Bitdefender has reported widespread abuse in the OpenClaw ecosystem, warning that a significant share of published AI “skills” behave maliciously and that the threat is reaching corporate environments.
In research covering the first week of February, the security firm found that about 17% of the OpenClaw skills it analysed showed malicious behaviour. More than half of those were tied to cryptocurrency activity, which Bitdefender described as the most heavily abused category.
OpenClaw skills
OpenClaw is an open-source execution engine used with AI agents. It lets software agents perform actions on a user’s behalf through modular add-ons known as skills. These skills can automate tasks such as crypto trading, wallet tracking, account management, and workflows across devices.
OpenClaw’s visibility has grown quickly in developer circles, attracting more than 160,000 GitHub stars in a short period, according to Bitdefender’s research notes.
The same design choices that make skills attractive also create a broad attack surface. Once installed, a skill can run code and interact with local and remote services, depending on the permissions and functions it requests.
Crypto focus
Crypto-related skills accounted for 54% of the malicious samples Bitdefender identified. Many presented themselves as trading agents, wallet helpers, or gas trackers.

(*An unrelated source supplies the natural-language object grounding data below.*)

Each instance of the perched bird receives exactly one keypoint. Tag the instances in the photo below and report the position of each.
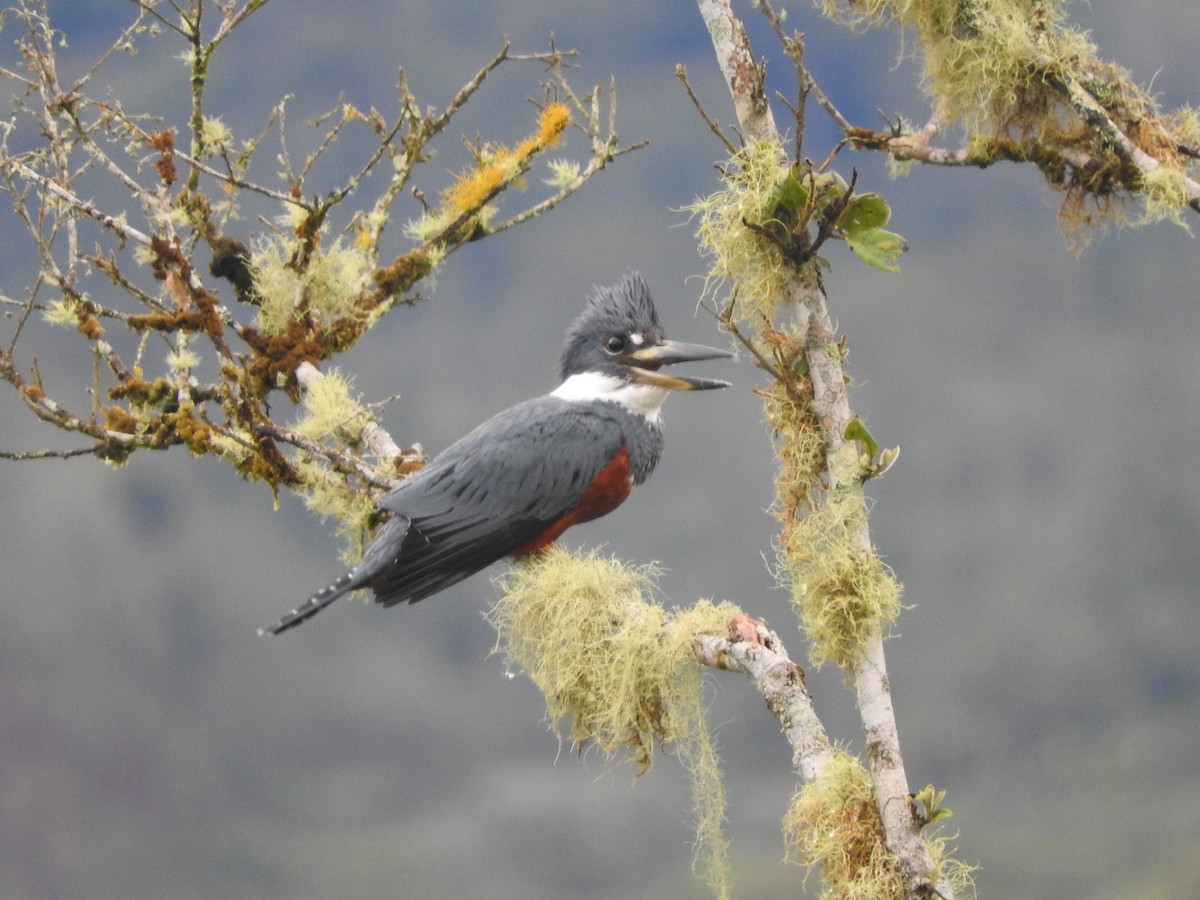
(517, 481)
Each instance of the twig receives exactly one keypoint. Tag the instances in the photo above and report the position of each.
(713, 125)
(831, 407)
(753, 649)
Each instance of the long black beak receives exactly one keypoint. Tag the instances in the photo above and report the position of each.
(666, 353)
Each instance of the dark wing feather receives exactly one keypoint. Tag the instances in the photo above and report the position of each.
(486, 496)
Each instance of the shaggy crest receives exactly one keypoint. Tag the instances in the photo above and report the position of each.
(621, 310)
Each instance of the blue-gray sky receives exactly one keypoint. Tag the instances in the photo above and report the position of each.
(1044, 519)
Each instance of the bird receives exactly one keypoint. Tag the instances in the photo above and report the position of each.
(511, 486)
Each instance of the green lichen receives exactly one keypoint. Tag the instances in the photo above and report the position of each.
(330, 286)
(738, 255)
(618, 670)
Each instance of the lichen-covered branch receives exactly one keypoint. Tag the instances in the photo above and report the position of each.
(1024, 85)
(761, 233)
(755, 651)
(201, 319)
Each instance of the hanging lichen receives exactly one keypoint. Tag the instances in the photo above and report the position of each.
(618, 670)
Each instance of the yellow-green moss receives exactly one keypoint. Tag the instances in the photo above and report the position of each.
(841, 591)
(331, 409)
(619, 671)
(737, 255)
(834, 825)
(329, 496)
(330, 286)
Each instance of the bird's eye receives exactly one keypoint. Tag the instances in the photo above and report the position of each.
(615, 345)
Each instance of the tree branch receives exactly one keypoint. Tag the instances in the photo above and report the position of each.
(803, 293)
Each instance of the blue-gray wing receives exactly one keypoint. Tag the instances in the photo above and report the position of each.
(487, 496)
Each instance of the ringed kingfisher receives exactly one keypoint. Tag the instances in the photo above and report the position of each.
(516, 483)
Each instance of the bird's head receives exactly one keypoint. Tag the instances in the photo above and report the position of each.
(617, 345)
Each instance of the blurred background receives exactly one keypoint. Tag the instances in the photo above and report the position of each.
(1044, 515)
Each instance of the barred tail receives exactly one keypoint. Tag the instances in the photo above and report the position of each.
(311, 606)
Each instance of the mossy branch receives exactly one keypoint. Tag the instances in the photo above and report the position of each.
(760, 233)
(177, 363)
(1024, 85)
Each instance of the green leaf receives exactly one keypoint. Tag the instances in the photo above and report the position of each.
(792, 193)
(879, 247)
(857, 431)
(864, 213)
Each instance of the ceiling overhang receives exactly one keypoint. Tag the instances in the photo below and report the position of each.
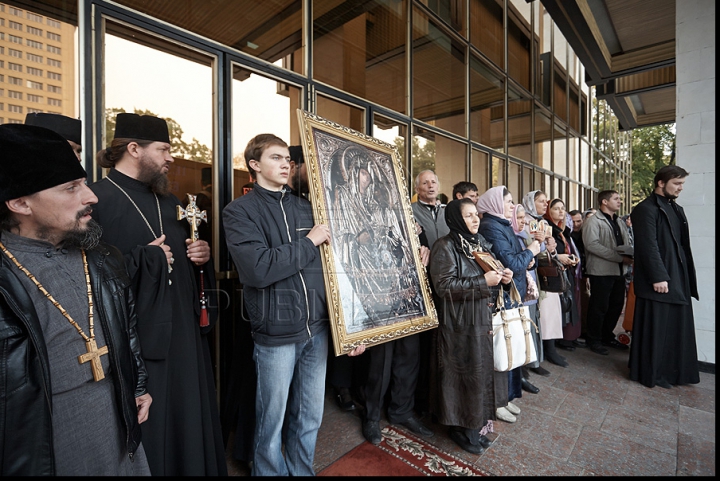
(628, 50)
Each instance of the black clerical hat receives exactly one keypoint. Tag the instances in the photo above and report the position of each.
(296, 154)
(34, 158)
(141, 127)
(68, 127)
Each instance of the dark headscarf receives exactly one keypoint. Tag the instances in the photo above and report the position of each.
(458, 228)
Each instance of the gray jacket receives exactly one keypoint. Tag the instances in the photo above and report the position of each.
(601, 258)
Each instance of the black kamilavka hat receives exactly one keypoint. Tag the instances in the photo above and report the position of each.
(141, 127)
(34, 158)
(68, 127)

The research cited popular platforms and services used as lures, including Solana, Phantom, Binance, Ethereum, and Polymarket. Bitdefender did not disclose how many total skills it analysed or how many samples fell into each category.

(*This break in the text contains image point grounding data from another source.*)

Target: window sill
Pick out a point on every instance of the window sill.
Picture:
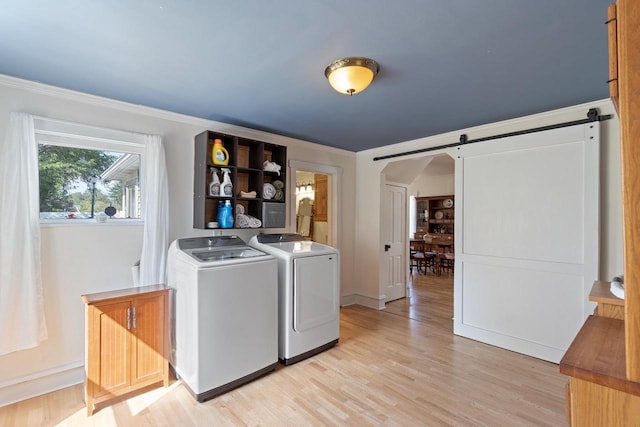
(50, 223)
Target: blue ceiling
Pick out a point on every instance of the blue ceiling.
(444, 64)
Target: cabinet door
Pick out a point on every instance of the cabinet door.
(149, 346)
(112, 349)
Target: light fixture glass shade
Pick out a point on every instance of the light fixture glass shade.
(351, 75)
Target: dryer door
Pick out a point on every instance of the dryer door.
(315, 291)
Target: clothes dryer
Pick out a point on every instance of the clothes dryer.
(308, 294)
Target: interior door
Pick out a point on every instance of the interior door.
(526, 239)
(394, 237)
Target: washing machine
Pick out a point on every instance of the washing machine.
(224, 313)
(308, 294)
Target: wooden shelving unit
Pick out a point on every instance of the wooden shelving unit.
(246, 159)
(603, 362)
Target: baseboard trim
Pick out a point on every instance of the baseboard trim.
(38, 383)
(377, 303)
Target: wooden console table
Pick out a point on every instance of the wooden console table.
(599, 393)
(126, 341)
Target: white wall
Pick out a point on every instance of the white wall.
(368, 286)
(97, 257)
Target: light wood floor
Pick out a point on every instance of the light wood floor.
(398, 367)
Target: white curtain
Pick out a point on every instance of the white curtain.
(22, 320)
(155, 213)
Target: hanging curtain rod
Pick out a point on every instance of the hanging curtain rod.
(592, 116)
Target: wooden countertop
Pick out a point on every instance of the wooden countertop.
(101, 296)
(601, 293)
(597, 355)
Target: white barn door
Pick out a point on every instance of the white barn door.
(527, 239)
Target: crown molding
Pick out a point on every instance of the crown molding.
(85, 98)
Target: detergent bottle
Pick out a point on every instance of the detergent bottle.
(227, 186)
(214, 187)
(219, 154)
(225, 215)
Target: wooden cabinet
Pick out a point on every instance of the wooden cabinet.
(246, 163)
(435, 216)
(126, 342)
(603, 362)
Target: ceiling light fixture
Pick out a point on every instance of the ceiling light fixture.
(351, 75)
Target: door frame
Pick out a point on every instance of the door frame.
(333, 198)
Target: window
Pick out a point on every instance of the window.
(87, 172)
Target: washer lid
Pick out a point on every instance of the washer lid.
(223, 254)
(209, 242)
(279, 238)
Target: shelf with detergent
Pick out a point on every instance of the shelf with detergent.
(246, 160)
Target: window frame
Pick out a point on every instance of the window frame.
(74, 135)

Attackers appear to be relying on trust in automation rather than traditional delivery techniques such as phishing emails or fake pop-ups. Bitdefender described a pattern of cloning and republishing skills under slightly different names to make them appear legitimate and widely used.
Once installed, malicious skills can execute obfuscated shell commands that fetch additional payloads from external infrastructure and run them automatically.
macOS infostealer
Bitdefender observed multiple OpenClaw skills delivering AMOS Stealer on macOS, an information-stealing malware family associated with the theft of browser data, credentials, and cryptocurrency-related information.
At least three distinct skills delivered AMOS Stealer on macOS, with payloads downloaded from URLs associated with the 91.92.242.30 domain, according to a research summary.
Bitdefender also reported a repeated infrastructure pattern, with scripts and malware hosted from the same IP address. It also cited staging via public paste services and GitHub repositories impersonating legitimate OpenClaw tooling.
Researchers said the risk can be difficult to spot during routine use because automation tasks can look normal even when they include hidden execution steps.
“The threat particularly dangerous because nothing looks out of place, with the automation doing exactly what it’s allowed to do, just not for the user’s benefit,” said Bitdefender Labs researchers.
Corporate exposure
The issue is extending beyond consumer use. Research from Bitdefender’s business unit found OpenClaw increasingly present in corporate environments, with hundreds of detected cases.
Skills marketed as productivity tools, auto-updaters, or cloud utilities can justify elevated permissions and frequent execution in business settings, potentially providing persistent access if a malicious skill is installed.
Security teams have tracked similar risks across other software supply chains, including open-source package repositories and browser extensions. AI agent ecosystems add a different layer of risk by encouraging users to install automation components expected to act on their behalf, often with broad access.
Skills checker
Alongside the research, Bitdefender introduced a free AI Skills Checker designed to assess whether an AI skill or automation tool may be unsafe before a user installs or runs it.
The checker analyses skills for suspicious behaviour and flags hidden execution, external downloads, and unsafe commands.
Bitdefender urged users and organisations to treat AI skills like software installations rather than harmless plug-ins. Skills that run shell commands, request installation of external binaries, or handle sensitive secrets warrant extra scrutiny.
Bitdefender expects abuse of automation and AI-driven tooling to continue as adoption spreads and attackers look for new channels to steal credentials and deliver malware.